There has been a definite shift in the AI narrative over the past six months. Until last summer, companies weren't willing to consider where AI could replace human employees. That changed when tech firms realised that job cuts were the only way to generate a meaningful ROI on their spiralling data centre investments. Yet, in the months since, few companies have actively replaced human employees with AI, despite numerous announcements from CEOs to the contrary. Despite the hesitation, AI adoption is still a top priority in many C-suites.
Level of Accuracy
Companies planning AI projects need to learn the limitations of the technology as well as the benefits. A lot of the debate around AI focuses on hallucinations: the tendency of LLMs to make stuff up. This has long frustrated AI developers and is indeed a bad habit most of the time, but not always. There are plenty of research or creative scenarios where you want LLMs to say new things. There are even more scenarios where 90% accuracy is good enough. For example, in content generation use cases, where the AI writes a first draft for a human specialist to edit.
When identifying use cases for AI, it's important to identify where absolute accuracy is required and where it isn't. After all, the technology can do many things. It can generate marketing plans, draft content and analyse campaign results. It can identify the best leads and send a personalised email to follow them up. It can handle routine customer service queries in real time. That doesn't mean it can or should do everything. There is still an important role for humans in the AI workplace.
Human Support
The most relevant concern is exceptions. How do you handle the stuff that AI can't answer? It's all very setting up a human in the loop procedure to check AI output. However, you then need escalation processes that allow a human to take over. This is seen most clearly in customer support scenarios. Customers often want the bot to handle routine contractual queries or common troubleshooting. It's normally quicker than human live chat and less stressful than your typical offshore call centre. However, brand reputation generally lives or dies based on the quality of the escalation process.
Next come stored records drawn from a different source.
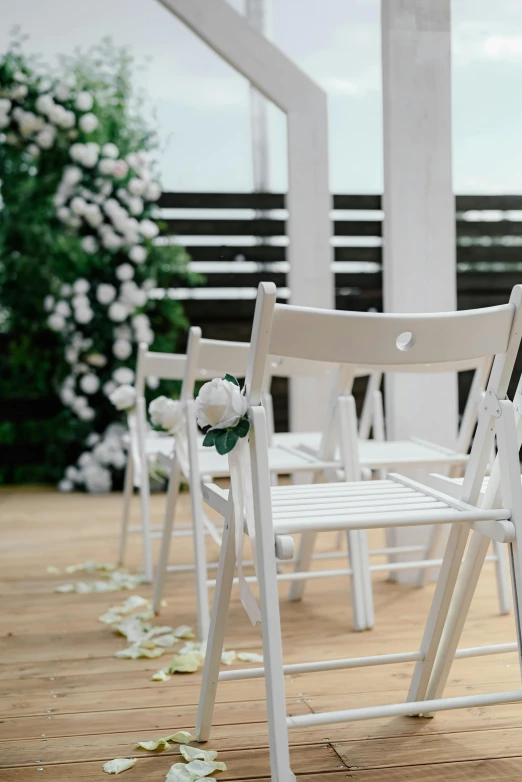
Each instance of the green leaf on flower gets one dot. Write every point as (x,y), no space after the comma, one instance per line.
(210,438)
(226,440)
(242,427)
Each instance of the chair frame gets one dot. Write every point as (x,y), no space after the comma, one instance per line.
(296,332)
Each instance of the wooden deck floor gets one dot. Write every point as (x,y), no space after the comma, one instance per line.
(68,704)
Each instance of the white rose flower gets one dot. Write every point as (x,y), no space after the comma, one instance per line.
(63,214)
(19,92)
(110,150)
(148,229)
(78,205)
(62,91)
(65,485)
(91,441)
(45,138)
(62,308)
(117,312)
(97,479)
(72,175)
(89,383)
(93,215)
(81,286)
(153,191)
(123,398)
(136,186)
(172,415)
(122,349)
(73,474)
(44,104)
(121,169)
(137,254)
(56,322)
(88,123)
(123,375)
(106,166)
(220,404)
(109,387)
(136,205)
(90,245)
(105,293)
(83,315)
(96,360)
(124,272)
(84,101)
(156,410)
(86,413)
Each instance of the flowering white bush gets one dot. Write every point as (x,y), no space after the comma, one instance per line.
(74,148)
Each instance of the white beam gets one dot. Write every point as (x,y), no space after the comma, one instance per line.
(419,225)
(309,227)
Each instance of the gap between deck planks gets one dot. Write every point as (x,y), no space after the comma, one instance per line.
(53,645)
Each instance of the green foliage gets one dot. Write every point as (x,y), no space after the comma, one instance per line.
(39,254)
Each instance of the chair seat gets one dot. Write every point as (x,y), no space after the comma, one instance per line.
(282,461)
(377,454)
(396,501)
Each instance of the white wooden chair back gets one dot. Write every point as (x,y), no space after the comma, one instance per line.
(398,342)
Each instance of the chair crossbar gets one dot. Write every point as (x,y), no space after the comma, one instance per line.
(413,708)
(381,520)
(363,662)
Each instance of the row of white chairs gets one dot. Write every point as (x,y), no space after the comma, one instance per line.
(317,454)
(485,510)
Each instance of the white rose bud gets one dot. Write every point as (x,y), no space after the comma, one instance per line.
(138,254)
(117,312)
(220,404)
(88,123)
(123,398)
(124,272)
(122,349)
(110,150)
(84,101)
(105,293)
(148,229)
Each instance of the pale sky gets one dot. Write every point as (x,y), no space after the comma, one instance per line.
(202,105)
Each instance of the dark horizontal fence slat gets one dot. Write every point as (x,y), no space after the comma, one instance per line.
(262,201)
(204,227)
(489,228)
(504,203)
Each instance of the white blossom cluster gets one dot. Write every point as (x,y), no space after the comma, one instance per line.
(93,468)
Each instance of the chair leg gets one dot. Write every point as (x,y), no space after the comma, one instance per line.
(366,579)
(358,587)
(170,510)
(145,523)
(304,558)
(200,560)
(216,635)
(273,659)
(502,574)
(128,486)
(429,552)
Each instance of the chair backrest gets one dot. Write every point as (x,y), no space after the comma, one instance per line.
(398,342)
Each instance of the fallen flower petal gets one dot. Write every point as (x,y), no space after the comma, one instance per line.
(118,765)
(194,753)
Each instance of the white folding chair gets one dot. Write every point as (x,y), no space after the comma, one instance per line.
(379,455)
(209,357)
(277,512)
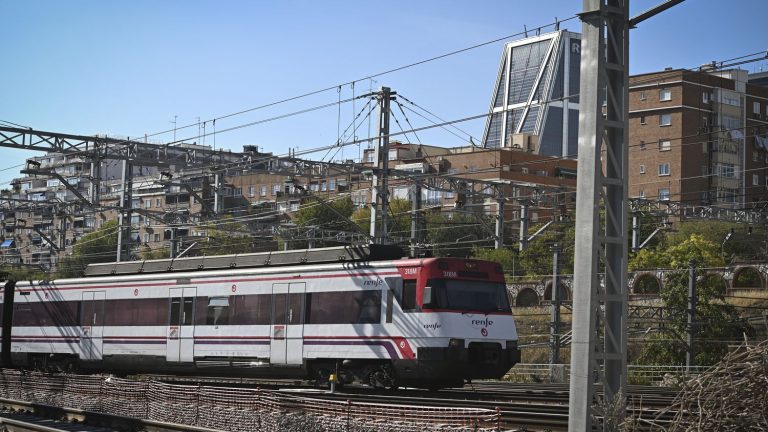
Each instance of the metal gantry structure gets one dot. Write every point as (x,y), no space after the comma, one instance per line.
(599,309)
(598,351)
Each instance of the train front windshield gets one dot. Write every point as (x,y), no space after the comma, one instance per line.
(466,295)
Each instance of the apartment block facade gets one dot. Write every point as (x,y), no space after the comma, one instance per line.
(698,137)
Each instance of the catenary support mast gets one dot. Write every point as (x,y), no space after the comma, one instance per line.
(599,310)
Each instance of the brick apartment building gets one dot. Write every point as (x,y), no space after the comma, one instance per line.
(698,137)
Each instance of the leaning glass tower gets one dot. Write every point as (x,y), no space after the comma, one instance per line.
(536,93)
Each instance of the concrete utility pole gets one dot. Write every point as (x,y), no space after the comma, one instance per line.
(523,225)
(217,199)
(126,207)
(95,188)
(604,78)
(379,184)
(603,139)
(690,355)
(415,219)
(499,234)
(555,330)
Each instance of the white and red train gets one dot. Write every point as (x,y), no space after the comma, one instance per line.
(427,322)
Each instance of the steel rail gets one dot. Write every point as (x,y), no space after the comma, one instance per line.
(96,418)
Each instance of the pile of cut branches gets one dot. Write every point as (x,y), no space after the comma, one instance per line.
(731,396)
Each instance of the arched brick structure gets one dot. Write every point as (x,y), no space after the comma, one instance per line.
(714,277)
(748,278)
(564,293)
(646,283)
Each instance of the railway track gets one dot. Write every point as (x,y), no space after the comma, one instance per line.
(248,404)
(23,416)
(529,406)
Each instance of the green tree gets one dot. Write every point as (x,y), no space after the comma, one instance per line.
(98,246)
(457,235)
(9,272)
(717,322)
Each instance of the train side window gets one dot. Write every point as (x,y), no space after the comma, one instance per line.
(189,309)
(344,307)
(395,290)
(295,313)
(408,301)
(175,311)
(218,311)
(251,309)
(280,314)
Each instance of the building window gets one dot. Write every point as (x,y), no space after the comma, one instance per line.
(733,100)
(731,123)
(727,170)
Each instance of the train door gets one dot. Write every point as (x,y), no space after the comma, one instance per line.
(91,325)
(287,341)
(181,329)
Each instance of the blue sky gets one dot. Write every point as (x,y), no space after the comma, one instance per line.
(127,68)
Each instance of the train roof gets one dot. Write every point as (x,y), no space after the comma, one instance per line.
(361,253)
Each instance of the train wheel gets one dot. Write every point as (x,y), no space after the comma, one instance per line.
(382,377)
(322,377)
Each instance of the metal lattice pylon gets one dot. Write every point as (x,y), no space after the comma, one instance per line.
(598,350)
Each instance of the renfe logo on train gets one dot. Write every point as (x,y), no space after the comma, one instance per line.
(482,323)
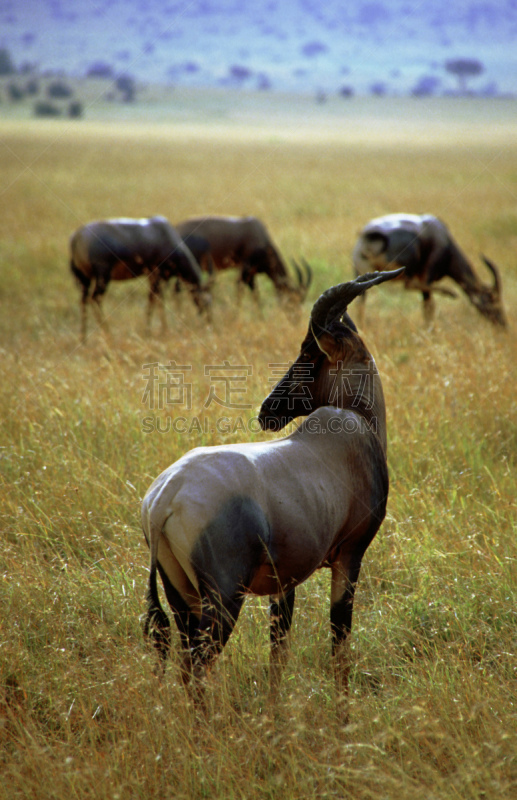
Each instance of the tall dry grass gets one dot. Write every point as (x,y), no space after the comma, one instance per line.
(433,697)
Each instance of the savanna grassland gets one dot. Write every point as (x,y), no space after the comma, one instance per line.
(433,688)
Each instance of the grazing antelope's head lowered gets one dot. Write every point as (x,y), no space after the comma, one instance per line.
(260,517)
(423,244)
(334,366)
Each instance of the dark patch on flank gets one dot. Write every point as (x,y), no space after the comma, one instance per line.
(232,546)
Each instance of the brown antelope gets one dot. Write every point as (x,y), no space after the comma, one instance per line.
(121,249)
(424,246)
(245,244)
(260,518)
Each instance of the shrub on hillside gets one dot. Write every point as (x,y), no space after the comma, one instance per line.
(6,63)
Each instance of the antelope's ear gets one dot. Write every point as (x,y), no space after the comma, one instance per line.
(332,347)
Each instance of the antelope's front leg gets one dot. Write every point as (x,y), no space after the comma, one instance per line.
(281,616)
(344,580)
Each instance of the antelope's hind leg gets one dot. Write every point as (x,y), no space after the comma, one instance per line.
(219,615)
(186,622)
(344,580)
(281,617)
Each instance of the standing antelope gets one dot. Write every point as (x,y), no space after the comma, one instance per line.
(425,247)
(243,243)
(260,518)
(121,249)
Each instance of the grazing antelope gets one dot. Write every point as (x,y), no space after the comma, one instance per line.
(121,249)
(425,247)
(245,244)
(260,518)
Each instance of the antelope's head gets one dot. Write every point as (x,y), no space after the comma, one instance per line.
(334,367)
(488,300)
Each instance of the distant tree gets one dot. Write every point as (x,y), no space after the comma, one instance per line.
(99,69)
(6,63)
(239,73)
(75,109)
(346,91)
(44,108)
(263,82)
(378,89)
(32,86)
(426,86)
(15,92)
(59,89)
(127,87)
(312,49)
(464,68)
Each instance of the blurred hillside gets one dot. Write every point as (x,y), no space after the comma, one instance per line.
(376,47)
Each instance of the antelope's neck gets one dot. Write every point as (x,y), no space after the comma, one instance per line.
(358,388)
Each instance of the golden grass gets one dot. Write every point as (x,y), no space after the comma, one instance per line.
(433,697)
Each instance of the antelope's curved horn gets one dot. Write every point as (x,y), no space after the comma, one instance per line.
(495,272)
(308,271)
(333,303)
(298,272)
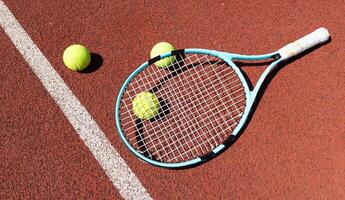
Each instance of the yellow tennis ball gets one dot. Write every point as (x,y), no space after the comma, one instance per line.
(160,48)
(76,57)
(145,105)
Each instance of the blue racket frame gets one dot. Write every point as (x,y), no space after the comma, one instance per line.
(227,57)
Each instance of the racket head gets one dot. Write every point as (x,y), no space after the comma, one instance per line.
(227,59)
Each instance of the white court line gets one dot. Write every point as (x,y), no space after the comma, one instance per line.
(114,166)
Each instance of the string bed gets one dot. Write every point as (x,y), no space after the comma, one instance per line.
(201,102)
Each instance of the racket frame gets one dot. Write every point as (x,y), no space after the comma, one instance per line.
(227,57)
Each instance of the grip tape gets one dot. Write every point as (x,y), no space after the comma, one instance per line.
(318,36)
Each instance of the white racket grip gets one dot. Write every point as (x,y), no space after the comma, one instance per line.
(318,36)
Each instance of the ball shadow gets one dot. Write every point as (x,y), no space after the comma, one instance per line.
(95,64)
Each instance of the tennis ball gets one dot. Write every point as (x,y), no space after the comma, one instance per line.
(145,105)
(76,57)
(160,48)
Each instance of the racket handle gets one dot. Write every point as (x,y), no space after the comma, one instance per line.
(319,36)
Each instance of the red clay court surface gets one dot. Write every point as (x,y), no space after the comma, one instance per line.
(293,147)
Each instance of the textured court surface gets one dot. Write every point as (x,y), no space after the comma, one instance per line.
(293,147)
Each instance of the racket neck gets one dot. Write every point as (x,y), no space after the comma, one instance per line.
(261,80)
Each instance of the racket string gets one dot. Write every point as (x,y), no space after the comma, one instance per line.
(199,129)
(190,120)
(166,127)
(178,141)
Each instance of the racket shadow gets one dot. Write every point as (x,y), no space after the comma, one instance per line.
(261,91)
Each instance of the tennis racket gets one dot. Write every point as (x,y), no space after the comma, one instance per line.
(204,102)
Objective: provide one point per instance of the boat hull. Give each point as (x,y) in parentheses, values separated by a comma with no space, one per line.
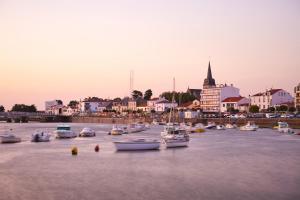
(10,140)
(65,134)
(132,146)
(175,143)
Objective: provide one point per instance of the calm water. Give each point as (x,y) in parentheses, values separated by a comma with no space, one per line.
(217,165)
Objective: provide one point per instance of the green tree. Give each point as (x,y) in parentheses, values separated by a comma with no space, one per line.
(148,94)
(118,99)
(180,97)
(254,109)
(2,109)
(292,109)
(73,103)
(59,102)
(271,109)
(24,108)
(282,108)
(135,94)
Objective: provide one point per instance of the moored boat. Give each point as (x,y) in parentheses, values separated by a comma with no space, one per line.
(40,136)
(174,136)
(10,138)
(117,130)
(87,132)
(230,126)
(250,126)
(220,127)
(137,144)
(210,125)
(64,131)
(283,127)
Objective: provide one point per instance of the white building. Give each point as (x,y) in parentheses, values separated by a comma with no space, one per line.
(191,114)
(238,103)
(50,104)
(271,98)
(164,105)
(212,95)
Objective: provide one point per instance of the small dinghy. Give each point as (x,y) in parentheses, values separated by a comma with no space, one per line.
(210,125)
(118,130)
(220,127)
(87,132)
(250,126)
(40,136)
(137,144)
(10,138)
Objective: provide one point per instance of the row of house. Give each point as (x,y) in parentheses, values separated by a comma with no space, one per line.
(219,98)
(212,98)
(96,105)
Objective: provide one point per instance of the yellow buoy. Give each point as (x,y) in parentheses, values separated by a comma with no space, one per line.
(74,151)
(97,148)
(200,130)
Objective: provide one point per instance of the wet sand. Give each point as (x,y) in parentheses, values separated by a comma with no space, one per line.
(217,165)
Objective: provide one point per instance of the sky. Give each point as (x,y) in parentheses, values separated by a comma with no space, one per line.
(58,49)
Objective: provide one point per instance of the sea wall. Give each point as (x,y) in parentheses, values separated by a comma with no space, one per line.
(261,122)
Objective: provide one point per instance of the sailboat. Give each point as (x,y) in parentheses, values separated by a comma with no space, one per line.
(174,136)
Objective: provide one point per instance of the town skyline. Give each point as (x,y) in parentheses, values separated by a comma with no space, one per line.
(72,50)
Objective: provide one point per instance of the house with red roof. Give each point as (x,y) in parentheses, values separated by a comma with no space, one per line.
(238,103)
(271,98)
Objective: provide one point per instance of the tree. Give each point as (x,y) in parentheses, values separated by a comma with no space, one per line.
(118,99)
(271,109)
(135,94)
(180,97)
(148,94)
(59,102)
(73,103)
(24,108)
(254,109)
(292,109)
(282,108)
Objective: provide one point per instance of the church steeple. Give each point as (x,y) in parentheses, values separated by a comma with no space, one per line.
(209,81)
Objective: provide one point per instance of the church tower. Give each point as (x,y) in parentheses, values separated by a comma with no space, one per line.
(209,81)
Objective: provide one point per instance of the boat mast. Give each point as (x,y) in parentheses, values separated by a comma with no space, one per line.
(173,99)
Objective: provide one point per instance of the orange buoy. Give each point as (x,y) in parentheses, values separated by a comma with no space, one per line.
(74,151)
(97,148)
It doesn't matter how helpful the AI customer service agent is. Customers still need the ability to escalate complex scenarios to a human support rep, or they won't bother dealing with a particular brand at all. Good customer service is all about solving the one-off problems that no one has seen before while keeping the customer happy. Yet, many customer success teams focus on the everyday situations, and forget about the occasional crisis. The ambition should be to have the best human support team possible, and then using AI to avoid over-burdening them. If recent tweets are anything to go by, even AI pioneers such as Klarna have learned that lesson.
AI Assistant
From a business perspective, the most important question is when can AI usefully support human employees. Can it handle the routine administrative tasks that human workers don't want to handle? It already does in many areas. Can it surface the business-specific insights to enable data driven decision making? It's been doing that for years already. Can it overcome blank paper syndrome by providing the starting point for new ideas? It does have access to most of the internet.
AI is increasingly delivering value, but more as an assistant than as a co-worker. There is nothing wrong with that, even if tech firms do have higher ambitions. At the macro-economic level, productivity has been stagnant for over a decade. Incremental changes to internal technology may have substantial benefits, but only for a few individuals. Even in the current state, AI can act as a research assistant and as an editor. That in itself is a substantial time saver.
AI is becoming increasingly capable, but it's still not a mature technology. In the rush to automate, do not forget the human element. The goal of an automation project is to deliver a better or more efficient output, but not for its own sake. The end goal must always reduce workload and benefit the customer. That does require constant learning. Yet, just like a successful human, AI models are always learning. Unfortunately, it's very difficult to determine what they are learning. Data scientists are still trying to solve that particular problem.